There was more bad news on the injury front for Canada's alpine ski team Monday.
A sore back will force Erik Guay to miss this weekend's men's downhill in Wengen, Switzerland, while women's veteran Kelly VanderBeek is out for the season after needing more knee surgery.
"Going in for surgery any moment now," VanderBeek said in an email to The Canadian Press on Monday. "Wish me luck!"
VanderBeek's damaged knee prevented her from competing at last year's Vancouver Olympics.
Guay's back problems come at a time when the Canadian ski team is struggling for results and less than a month before the world championships in Garmisch-Partenkirchen, Germany.
The team has also battled other injuries. Francois Bourque (knee), Louis-Pierre Helie (concussion, knee) and Kelly McBroom (broken ankle) have all been sidelined. Robbie Dixon of Whistler, B.C., suffered a mild concussion in a fall at Bormio but is expected to race this weekend.
Guay, who has battled back issues in the past, first felt pain in Val Gardena, Italy, where he was third in a super-giant slalom race in December. He skipped a downhill in Bormio, Italy.
Patrick Riml, Alpine Canada's athletic director, said by resting Guay it's hoped the Mont-Tremblant, Que., native will be ready to race Kitzbuehel, Austria, in two weeks.
Wengen and Kitzbuehel are two of the most prestigious and famous races on the men's World Cup circuit.
"We have to do the right thing," Riml said in a telephone interview from Solden, Austria. "There are important races coming up.
"If you push it too much, or he goes back on snow too early, we don't want to jeopardize the rest of January, especially with the world championships. We are just making sure we are doing the right thing and getting him to the point he is pain free and strong."
VanderBeek first tore up her knee in December 2009 in downhill training at Val d'Isere, France. She returned to snow in late November but the knee wasn't responding properly.
"The knee was not progressing the way we all were hoping," said Riml. "They have to tighten her knee.
"There is too much shifting going on right now. There is no chance for her to be coming back in the 2010-2011 season."
On a positive note, John Kucera, who missed all last year with a broken leg, will begin training with the men's team in Europe this week. He hopes to be a forerunner at a women's downhill and super-G in Cortina d'Ampezzo, Italy, later this month.
"It's good to be back in that environment, raise that competitive level and start pushing the line a little bit and get ready for racing," said the Calgary native, who won the downhill race at the 2009 world championships.
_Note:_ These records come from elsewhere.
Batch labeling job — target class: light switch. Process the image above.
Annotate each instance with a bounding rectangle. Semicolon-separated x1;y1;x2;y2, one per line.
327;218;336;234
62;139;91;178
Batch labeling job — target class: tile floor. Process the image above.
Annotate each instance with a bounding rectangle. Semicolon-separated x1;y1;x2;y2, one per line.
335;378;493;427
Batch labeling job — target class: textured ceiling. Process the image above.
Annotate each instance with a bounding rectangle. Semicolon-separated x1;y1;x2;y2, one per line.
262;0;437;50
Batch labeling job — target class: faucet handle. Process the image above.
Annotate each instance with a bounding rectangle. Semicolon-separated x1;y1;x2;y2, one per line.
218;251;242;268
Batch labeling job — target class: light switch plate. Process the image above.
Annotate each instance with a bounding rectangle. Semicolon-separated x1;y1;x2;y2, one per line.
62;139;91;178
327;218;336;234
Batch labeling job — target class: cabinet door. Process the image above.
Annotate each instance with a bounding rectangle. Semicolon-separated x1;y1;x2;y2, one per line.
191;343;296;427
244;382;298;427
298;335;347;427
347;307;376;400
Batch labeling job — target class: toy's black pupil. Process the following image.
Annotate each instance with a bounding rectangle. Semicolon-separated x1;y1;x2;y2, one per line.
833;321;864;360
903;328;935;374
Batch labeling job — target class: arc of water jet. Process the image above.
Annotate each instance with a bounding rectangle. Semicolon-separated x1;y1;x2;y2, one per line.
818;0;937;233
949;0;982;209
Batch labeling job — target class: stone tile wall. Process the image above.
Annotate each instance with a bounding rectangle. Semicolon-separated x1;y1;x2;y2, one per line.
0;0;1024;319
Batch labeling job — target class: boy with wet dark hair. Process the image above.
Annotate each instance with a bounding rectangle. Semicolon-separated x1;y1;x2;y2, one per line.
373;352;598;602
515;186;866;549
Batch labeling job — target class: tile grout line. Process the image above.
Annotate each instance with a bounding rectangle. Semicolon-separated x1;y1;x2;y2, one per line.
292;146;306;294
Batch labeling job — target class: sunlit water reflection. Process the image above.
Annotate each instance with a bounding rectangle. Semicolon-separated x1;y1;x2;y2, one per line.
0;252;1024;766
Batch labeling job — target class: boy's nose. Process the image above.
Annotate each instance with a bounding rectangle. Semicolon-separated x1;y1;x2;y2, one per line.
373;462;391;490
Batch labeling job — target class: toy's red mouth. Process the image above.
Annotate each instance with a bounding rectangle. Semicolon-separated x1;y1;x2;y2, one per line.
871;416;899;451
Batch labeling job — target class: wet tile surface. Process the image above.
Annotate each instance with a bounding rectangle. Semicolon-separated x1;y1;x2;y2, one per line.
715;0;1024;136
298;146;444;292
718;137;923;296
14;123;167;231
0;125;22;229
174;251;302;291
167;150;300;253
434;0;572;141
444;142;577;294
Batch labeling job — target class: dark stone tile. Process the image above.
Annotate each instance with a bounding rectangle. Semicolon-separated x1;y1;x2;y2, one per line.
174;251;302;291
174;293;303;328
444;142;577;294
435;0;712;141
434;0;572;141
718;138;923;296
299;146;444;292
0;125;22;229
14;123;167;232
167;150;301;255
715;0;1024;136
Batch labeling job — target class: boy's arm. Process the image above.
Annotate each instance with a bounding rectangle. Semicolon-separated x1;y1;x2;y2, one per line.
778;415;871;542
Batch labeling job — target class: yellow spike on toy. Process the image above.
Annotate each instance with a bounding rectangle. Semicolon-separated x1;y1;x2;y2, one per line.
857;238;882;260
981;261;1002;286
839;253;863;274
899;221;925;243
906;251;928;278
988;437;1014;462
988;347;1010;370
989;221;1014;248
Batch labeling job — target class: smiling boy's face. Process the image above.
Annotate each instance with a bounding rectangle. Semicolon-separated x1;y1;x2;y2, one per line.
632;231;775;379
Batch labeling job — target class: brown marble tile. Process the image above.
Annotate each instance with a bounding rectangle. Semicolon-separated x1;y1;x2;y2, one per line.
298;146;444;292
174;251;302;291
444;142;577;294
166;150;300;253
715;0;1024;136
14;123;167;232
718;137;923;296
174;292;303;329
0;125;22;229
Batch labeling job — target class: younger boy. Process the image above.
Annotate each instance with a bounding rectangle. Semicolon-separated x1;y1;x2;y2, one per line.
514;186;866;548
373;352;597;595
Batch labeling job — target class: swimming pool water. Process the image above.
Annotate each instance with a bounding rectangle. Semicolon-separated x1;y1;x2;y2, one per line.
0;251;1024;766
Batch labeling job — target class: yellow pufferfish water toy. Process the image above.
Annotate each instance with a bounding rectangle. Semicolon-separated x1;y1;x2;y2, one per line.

Kucera attended a news conference in Calgary Monday where the men's ski team announced they'll wear "Support Our Troops" yellow-ribbon decals on their helmets.
If training goes well, Kucera could return for the downhill at Kvitfjell, Norway, in March.
"The whole goal is to come back in a position where I can have the best shot possible to regain top from and get going right away, instead of struggling through it," he said.
Canada's ski team has gotten off to a slow start this season. Canadian skiers had eight podium results last year, including four victories. Guay won the Crystal Globe as the overall super-G champion.
Guay's third is the best finish so far.
"We were definitely expecting a little more," said Riml. "In general, the guys are skiing well. I think it's just a matter of time."
By this time last year Manuel Osborne-Paradis of Invermere, B.C., had won a super-G race in Lake Louise and the downhill in Val Gardena. He finished second in Wengen.
This year Osborne-Paradis has made the top-10 just once.
"When you look at the splits from all the races he's shown some incredible speeds every weekend in different sections," said Riml. "It's just a matter of time before he puts one together from top to bottom."
There have been some encouraging results and near misses from other team members.
Mike Janyk of Whistler finished fifth in a slalom race in Adelboden, Switzerland, over the weekend while his older sister Britt was ninth in a super-G at Zauchensee, Austria.
Marie-Michele Gagnon of Lac-Etchemin, Que., had a career-best fifth in a giant slalom at St. Moritz, Switzerland, earlier this year while Julien Cousineau of Lachute, Que., had three, top-six finishes in slalom races.
Max Gartner, Alpine Canada's president, said plenty of races remain.
"We want to win and that's the business we're in, to be at the top of the podium," Gartner said. "I wouldn't say we're out of it. We're in touch and hopefully we can come up with a couple of big finishes in the next six weeks."